How do I know if my hive is being robbed?
A lot more bees around the hive than normal, not only around the entrance but crowding under the hive and around the cracks between the supers. Bees may be fighting at the entrance. In bad robbing situations the bees will rip open the comb and honey will pour out creating an even bigger problem.
Why do bees rob?
Robbing normally occurs in autumn after you have taken your honey off, There will be little or no nectar available so bees will risk trying to enter another hive to get the honey. Once one bee gets in and out safely he will head back to his hive to spread the news, soon you will have large numbers of bees wanting their share.
How do I prevent robbing?
Reduce your entrance right down to 10-20mm wide so the guard bees can defend the hive satisfactorily.

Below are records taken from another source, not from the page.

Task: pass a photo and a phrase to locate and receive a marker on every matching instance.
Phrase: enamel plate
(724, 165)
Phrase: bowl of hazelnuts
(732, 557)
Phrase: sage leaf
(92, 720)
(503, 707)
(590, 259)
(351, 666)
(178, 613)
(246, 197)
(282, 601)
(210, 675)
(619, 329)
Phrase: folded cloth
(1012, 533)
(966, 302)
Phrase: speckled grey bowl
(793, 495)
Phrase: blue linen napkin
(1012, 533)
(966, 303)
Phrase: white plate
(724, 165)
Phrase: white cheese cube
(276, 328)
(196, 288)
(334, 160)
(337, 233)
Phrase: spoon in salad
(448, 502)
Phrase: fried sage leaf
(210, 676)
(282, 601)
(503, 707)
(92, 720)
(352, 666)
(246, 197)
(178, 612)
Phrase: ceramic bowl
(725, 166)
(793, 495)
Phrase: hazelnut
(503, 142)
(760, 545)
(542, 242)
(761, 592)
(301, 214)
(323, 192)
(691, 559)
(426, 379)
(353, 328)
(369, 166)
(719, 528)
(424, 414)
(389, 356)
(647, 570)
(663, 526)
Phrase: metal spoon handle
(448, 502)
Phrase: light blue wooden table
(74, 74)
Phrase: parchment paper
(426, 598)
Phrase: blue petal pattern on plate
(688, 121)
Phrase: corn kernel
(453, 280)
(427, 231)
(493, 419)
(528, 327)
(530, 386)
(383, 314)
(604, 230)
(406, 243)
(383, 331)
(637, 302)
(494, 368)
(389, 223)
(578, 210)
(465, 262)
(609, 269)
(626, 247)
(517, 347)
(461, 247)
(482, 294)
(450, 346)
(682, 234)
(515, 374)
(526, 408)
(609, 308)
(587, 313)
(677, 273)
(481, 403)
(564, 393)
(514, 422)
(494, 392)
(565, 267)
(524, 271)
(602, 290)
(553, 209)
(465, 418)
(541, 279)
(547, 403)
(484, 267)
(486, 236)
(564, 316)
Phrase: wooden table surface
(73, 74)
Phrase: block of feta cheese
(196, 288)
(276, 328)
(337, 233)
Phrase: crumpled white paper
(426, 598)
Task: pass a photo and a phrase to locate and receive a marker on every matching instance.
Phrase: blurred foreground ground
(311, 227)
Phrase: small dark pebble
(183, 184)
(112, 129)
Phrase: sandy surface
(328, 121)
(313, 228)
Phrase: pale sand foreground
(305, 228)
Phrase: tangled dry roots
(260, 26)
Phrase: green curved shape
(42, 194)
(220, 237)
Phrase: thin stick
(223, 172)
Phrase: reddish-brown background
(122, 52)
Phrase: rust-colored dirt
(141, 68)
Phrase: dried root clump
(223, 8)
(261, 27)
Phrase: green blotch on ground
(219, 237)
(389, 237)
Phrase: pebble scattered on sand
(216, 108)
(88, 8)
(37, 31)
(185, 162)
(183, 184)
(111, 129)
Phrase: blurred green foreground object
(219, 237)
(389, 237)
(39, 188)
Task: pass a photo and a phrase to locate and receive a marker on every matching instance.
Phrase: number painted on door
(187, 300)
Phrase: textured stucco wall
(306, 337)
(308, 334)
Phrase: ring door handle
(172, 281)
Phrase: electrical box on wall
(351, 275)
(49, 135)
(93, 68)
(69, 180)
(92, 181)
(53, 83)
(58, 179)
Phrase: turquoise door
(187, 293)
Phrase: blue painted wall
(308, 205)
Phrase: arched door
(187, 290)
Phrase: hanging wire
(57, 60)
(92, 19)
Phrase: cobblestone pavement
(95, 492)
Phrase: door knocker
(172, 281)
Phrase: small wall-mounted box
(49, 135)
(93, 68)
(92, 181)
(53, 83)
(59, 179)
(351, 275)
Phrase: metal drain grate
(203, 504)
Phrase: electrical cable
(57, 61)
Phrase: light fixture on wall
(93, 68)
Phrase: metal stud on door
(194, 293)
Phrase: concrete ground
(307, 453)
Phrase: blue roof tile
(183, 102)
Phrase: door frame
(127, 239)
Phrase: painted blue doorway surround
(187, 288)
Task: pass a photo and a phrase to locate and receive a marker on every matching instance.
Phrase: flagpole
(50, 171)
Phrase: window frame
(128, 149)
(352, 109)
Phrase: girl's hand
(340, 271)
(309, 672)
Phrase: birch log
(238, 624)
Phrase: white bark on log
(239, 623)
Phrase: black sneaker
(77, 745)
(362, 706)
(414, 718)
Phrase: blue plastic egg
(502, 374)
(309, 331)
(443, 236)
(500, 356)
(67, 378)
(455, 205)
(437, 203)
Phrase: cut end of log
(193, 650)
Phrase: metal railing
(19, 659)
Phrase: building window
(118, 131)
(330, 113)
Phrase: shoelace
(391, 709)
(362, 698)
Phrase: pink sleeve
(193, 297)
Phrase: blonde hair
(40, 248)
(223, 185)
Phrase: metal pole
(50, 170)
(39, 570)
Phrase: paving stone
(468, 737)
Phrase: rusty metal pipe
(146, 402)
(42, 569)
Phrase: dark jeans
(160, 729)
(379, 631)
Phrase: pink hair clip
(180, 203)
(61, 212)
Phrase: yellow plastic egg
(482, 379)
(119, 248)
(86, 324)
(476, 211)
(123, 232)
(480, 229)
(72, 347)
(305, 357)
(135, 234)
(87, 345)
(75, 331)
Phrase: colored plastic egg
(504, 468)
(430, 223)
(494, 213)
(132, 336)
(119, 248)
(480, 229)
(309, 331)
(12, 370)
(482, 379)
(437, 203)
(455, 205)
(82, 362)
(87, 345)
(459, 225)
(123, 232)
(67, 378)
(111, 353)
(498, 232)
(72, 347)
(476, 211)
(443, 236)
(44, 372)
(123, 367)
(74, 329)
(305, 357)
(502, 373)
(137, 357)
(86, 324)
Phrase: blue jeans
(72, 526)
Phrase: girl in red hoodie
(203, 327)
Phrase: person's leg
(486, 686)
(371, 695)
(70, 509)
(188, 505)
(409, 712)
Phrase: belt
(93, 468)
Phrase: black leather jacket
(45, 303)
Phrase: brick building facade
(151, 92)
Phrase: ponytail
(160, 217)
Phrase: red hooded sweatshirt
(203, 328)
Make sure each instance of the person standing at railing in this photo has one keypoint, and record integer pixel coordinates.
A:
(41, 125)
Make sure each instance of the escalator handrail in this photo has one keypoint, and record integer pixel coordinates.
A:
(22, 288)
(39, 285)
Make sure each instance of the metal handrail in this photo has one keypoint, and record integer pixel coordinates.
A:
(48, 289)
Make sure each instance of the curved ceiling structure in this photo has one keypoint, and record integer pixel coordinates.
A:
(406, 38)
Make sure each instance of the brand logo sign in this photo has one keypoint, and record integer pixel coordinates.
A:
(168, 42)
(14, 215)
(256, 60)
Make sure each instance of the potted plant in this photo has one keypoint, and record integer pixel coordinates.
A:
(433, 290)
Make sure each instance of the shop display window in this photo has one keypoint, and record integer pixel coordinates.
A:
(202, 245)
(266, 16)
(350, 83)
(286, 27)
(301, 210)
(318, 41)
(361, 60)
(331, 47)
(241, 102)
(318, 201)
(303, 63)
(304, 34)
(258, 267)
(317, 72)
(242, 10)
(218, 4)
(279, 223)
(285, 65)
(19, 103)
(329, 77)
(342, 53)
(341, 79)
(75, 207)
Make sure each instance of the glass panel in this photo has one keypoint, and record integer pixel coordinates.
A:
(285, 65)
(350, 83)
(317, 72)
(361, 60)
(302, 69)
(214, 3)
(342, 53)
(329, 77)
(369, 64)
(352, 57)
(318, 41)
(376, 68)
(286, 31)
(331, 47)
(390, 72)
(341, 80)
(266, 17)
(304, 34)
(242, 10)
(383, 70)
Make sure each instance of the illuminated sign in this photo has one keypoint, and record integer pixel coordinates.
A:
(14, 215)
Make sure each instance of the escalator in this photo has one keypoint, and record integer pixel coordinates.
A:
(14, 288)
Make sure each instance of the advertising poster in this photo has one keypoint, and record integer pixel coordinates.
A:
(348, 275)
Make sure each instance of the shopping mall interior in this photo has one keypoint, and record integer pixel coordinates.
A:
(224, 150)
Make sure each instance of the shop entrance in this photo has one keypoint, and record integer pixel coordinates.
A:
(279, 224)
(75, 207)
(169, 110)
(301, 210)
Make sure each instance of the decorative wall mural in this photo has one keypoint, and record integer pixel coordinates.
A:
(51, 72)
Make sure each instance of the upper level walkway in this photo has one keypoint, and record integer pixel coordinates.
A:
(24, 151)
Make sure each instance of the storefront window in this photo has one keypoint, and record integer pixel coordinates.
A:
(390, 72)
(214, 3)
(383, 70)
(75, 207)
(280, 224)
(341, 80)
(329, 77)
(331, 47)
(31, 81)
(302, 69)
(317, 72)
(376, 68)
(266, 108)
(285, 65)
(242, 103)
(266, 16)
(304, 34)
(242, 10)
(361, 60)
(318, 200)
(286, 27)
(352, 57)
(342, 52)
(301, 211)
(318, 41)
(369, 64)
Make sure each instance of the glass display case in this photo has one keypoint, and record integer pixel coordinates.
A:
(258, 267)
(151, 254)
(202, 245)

Take care not to spill honey or sugar syrup near the hive.
Only open the hive in the evening when not so many bees are flying
Fit a robbing screen to the front of the hive (more on this later)
What can I do if robbing has started?
Close the hive down for a few days.
Rub Vicks vapo-rub around the entrance to disguise the smell of honey
Cover it with a wet sheet to hide the hive from robbers, the home bees will still find their way in.
I have personally not had much success with any way to stop robbing!
How do I make a robbing screen?
You can purchase door screen mesh from Bunnings and fit it across the entrance with a timber frame allowing a small opening higher up above the entrance. The robber bees will try and head straight in, not realizing the entrance is higher up. The resident bees will soon find their way out and in.